Pierre van Beek - Heemkunde-artikelen

 redactie: Ben van de Pol

 

Bruhese

Het Nieuwsblad van het Zuiden - zaterdag 8 december 1973

 

"Ze zeggen, dat hier vroeger een kasteel heeft gestaan", aldus een niet meer zo jonge bewoner van Baarle-Nassau terwijl hij zijn mededeling vergezeld laat gaan van een breed armgebaar, dat het gebied van Het Goor maar ook wel dat van de wijk Loveren kan omvatten. Méér wist hij er ook niet van. Niettemin was de vage aanduiding voldoende om onze nieuwsgierigheid te prikkelen.

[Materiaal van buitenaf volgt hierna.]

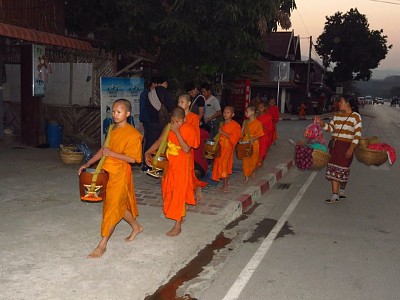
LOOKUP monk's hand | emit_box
[103,147,113,156]
[314,117,324,127]
[78,165,86,175]
[345,147,354,158]
[144,152,153,166]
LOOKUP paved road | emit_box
[182,105,400,300]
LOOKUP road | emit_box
[180,104,400,300]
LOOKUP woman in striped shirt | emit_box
[316,97,362,203]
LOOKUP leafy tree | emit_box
[390,85,400,97]
[66,0,295,81]
[315,9,392,83]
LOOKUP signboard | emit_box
[32,45,48,96]
[100,77,144,144]
[231,79,250,122]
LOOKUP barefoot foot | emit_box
[125,225,143,242]
[87,247,106,258]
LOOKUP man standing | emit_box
[139,77,157,173]
[201,83,222,139]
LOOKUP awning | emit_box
[0,22,93,51]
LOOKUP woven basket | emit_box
[60,145,83,165]
[358,136,379,148]
[354,146,387,166]
[311,149,331,170]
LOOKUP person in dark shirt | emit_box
[185,81,205,126]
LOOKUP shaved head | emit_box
[171,107,185,120]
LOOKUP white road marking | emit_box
[223,172,317,300]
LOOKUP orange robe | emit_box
[243,119,264,177]
[257,112,274,165]
[267,105,279,143]
[101,124,142,236]
[186,112,207,189]
[161,123,196,221]
[211,120,242,181]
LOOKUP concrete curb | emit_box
[279,116,331,121]
[222,159,294,224]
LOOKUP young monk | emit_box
[267,97,279,144]
[178,94,207,201]
[242,106,264,183]
[78,99,143,258]
[145,107,196,237]
[211,106,242,192]
[257,101,274,167]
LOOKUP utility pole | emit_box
[306,36,312,97]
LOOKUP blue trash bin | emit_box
[46,123,62,148]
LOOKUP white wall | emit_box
[3,63,93,106]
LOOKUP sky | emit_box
[284,0,400,79]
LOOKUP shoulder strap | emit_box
[90,124,115,192]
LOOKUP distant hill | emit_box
[355,75,400,98]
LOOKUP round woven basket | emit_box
[354,146,387,166]
[60,145,83,165]
[311,149,331,170]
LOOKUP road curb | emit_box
[223,159,294,224]
[279,116,331,121]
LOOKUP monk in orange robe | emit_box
[78,99,143,258]
[267,97,279,143]
[242,106,264,183]
[257,102,274,167]
[145,107,196,237]
[178,94,207,201]
[211,106,242,192]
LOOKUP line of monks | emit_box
[78,94,279,258]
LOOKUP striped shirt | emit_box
[323,112,362,145]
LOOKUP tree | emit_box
[315,9,392,83]
[66,0,296,81]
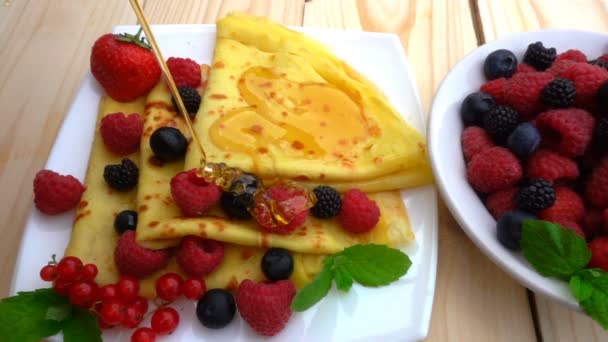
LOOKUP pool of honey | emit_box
[209,67,369,167]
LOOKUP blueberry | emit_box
[150,127,188,162]
[220,173,262,220]
[196,289,236,329]
[114,210,137,235]
[460,92,496,126]
[483,49,517,80]
[595,81,608,115]
[507,122,540,158]
[262,248,293,281]
[496,210,536,251]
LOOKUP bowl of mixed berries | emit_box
[428,30,608,325]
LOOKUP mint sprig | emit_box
[521,220,608,329]
[291,244,412,311]
[0,289,101,342]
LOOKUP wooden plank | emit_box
[478,0,608,341]
[304,0,536,341]
[145,0,304,25]
[0,0,135,297]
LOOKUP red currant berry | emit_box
[53,278,72,296]
[40,265,57,281]
[97,319,114,330]
[182,278,207,300]
[68,281,99,308]
[116,276,139,303]
[99,284,118,302]
[99,298,125,325]
[79,264,97,281]
[57,257,82,281]
[131,297,148,315]
[120,304,144,329]
[150,306,179,335]
[156,273,184,302]
[131,328,156,342]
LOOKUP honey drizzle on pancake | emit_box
[129,0,317,228]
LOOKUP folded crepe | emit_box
[186,14,432,191]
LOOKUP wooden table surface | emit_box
[0,0,608,341]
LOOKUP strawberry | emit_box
[91,29,160,102]
[236,279,296,336]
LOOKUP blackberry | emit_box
[310,185,342,218]
[171,86,201,117]
[515,178,555,213]
[589,59,608,70]
[103,158,139,191]
[540,78,576,108]
[483,106,519,145]
[524,42,557,71]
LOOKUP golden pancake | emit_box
[186,14,431,184]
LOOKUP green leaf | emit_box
[521,220,591,280]
[570,269,608,329]
[336,244,412,286]
[291,257,334,311]
[44,303,72,322]
[0,289,69,342]
[334,267,353,292]
[63,308,102,342]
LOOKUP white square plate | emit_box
[11,25,437,341]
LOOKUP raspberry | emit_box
[541,78,576,108]
[114,230,169,278]
[34,170,85,215]
[546,59,578,77]
[176,236,224,277]
[587,237,608,271]
[103,158,139,191]
[479,77,507,105]
[310,185,342,219]
[167,57,201,88]
[555,49,587,63]
[538,187,585,222]
[515,63,536,74]
[524,42,556,71]
[171,86,201,118]
[536,108,595,157]
[483,106,519,144]
[515,179,555,213]
[585,158,608,209]
[547,219,585,239]
[564,63,608,108]
[505,72,553,119]
[99,113,144,156]
[486,187,519,220]
[236,279,296,336]
[254,183,308,235]
[461,126,494,162]
[467,147,522,193]
[338,189,380,233]
[526,149,579,182]
[171,169,222,217]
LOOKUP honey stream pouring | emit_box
[129,0,316,228]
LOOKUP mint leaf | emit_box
[63,308,102,342]
[44,303,72,322]
[336,244,412,286]
[570,269,608,329]
[334,267,353,292]
[0,289,69,342]
[521,220,591,280]
[291,257,334,311]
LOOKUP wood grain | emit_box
[304,0,535,341]
[478,0,608,341]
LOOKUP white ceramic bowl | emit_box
[428,30,608,310]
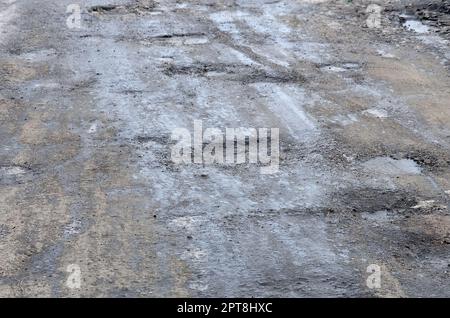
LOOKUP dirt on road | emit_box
[0,0,450,297]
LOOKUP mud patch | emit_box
[331,188,417,213]
[163,63,305,84]
[87,0,156,15]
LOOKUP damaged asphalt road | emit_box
[0,0,450,297]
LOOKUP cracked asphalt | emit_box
[0,0,450,297]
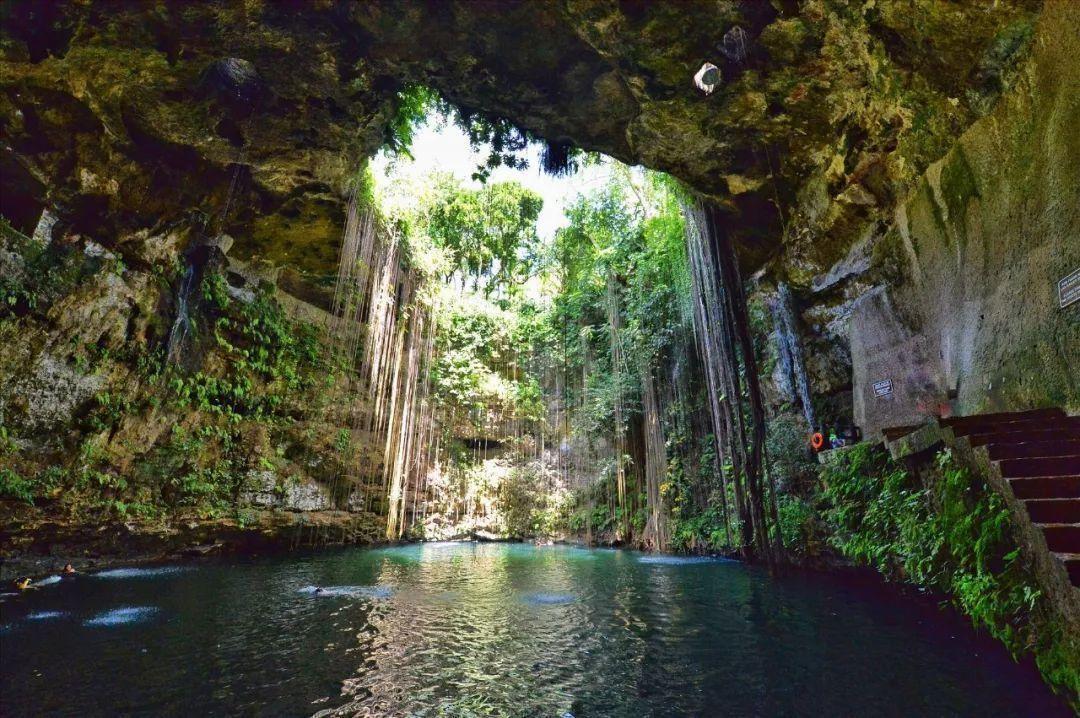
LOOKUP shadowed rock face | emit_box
[0,0,1080,426]
[0,0,1039,274]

Een kasteel te Baarle-Nassau? De overlevering mag dan niet ongeschonden door de geslachten gaan, geheel zinloos behoeft ze daarom nog niet te zijn. En dus bestond er voor ons wel enige grond op nader onderzoek te tijgen. Dat was minder moeilijk dan verwacht. Al wist onze zegsman er verder niets van, over dat Baalse "kasteel" zijn in het verleden verschillende publicaties verschenen. O.a. van de hand van Van der Aa, Juten, Van den Broek en Brekelmans. Hiervan hebben wij een dankbaar gebruik gemaakt, evenals van publicaties in het oude, historische tijdschrift Taxandria.

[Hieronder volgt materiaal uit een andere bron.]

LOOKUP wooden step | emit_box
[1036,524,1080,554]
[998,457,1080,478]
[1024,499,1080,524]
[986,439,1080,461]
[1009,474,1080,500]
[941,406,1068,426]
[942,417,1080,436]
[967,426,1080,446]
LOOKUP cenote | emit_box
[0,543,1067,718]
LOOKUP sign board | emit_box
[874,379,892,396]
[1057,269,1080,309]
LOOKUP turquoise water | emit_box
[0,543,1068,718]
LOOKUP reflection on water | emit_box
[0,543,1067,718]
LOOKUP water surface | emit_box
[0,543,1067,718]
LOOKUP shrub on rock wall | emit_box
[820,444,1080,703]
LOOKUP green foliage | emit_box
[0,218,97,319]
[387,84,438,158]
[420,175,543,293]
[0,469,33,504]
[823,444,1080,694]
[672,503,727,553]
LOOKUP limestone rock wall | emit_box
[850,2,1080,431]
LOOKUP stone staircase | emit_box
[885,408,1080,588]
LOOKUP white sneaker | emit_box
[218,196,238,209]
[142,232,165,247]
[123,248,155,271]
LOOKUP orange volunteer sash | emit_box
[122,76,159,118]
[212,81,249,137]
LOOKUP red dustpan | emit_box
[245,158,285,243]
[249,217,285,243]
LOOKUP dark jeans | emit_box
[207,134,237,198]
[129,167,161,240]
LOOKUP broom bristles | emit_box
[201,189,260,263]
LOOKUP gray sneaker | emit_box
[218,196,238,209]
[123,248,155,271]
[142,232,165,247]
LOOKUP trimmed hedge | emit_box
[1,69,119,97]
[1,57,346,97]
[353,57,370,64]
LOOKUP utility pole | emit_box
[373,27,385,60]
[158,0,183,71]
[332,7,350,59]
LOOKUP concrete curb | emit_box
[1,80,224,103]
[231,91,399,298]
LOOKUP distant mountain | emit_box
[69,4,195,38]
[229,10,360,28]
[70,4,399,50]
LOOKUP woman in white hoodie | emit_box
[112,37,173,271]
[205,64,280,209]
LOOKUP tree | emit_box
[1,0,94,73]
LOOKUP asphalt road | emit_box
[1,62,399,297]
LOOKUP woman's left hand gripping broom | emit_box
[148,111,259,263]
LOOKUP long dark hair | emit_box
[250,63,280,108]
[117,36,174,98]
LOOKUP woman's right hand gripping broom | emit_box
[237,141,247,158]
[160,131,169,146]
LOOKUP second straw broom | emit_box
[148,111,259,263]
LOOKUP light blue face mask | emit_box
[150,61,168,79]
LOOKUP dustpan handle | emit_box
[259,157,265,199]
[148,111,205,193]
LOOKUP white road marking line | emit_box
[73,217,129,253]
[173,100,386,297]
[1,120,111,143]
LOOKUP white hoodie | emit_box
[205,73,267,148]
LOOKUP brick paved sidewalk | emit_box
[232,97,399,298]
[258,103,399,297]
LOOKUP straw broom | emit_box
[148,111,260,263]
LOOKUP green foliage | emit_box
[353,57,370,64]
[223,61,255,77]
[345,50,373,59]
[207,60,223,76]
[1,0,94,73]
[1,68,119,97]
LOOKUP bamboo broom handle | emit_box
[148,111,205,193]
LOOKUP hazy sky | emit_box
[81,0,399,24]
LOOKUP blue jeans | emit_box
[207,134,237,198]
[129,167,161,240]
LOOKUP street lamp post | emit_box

Daar we graag met eigen ogen het gebied zien, waar de verbeelding tot spreken gestimuleerd wordt, vond een van de mooie herfstdagen van dit najaar ons in de zonovergoten landouwen van Loveren en Het Goor. Niet omdat daar kasteelresten te zien zijn maar omdat we behoefte hadden aan een decor of een projectiescherm voor de uit geschriften opgediepte historische gegevens.

 

De wijk of het gehucht Loven - ook wel Loveren genoemd - behoort tot de oudste gedeelten van Baarle-Nassau. Ge vindt haar een eind buiten de dorpskom aan de westkant, bij de splitsing van de Hoogstraatse Baan en de Ulicotense Weg. Het centrum vormt een driehoekig met eiken, iepen en platanen beplant pleintje. Het ademt een sfeer van rust, die tot in de eerste helft van oktober van dit jaar nog een bijzonder accent kreeg door een thans verdwenen hertekampje. In vroeger dagen heeft dit Loveren een belangrijke rol in Baal gespeeld. Met zijn markten en zijn kasteel vormde het een gesloten eenheid zodat het "een dorp appaert" genoemd werd. Die markten dateerden reeds van 1612. Het vee van de markten werd misschien wel gedrenkt uit de Cranepoel, die zich vroeger op het pleintje bevond.

 

Hugo de Groot

Het Loveren van vandaag bezit een toeristische trekpleister in het voormalige café "De Zwaan" omdat daar de Nederlands-Belgische grens door het huis loopt. De gang en het oostelijk deel van het huis liggen op het gebied van het Belgische Baarle-Hertog en het westelijke deel behoort bij Baarle-Nassau. De voorgevel bevat twee deuren, waarvan de een een Belgisch en de andere een Nederlands huisnummer draagt. En aan dát huis is dan nog de legende verbonden, dat hier Hugo de Groot, na zijn vlucht uit het slot Loevestein, zou hebben ondergedoken gezeten. Bewijzen daarvoor zijn niet gevonden. Vast staat slechts, dat onze Hugo eerst naar Gorcum vluchtte en vandaar, als metselaar verkleed, via Waalwijk naar Antwerpen geraakte.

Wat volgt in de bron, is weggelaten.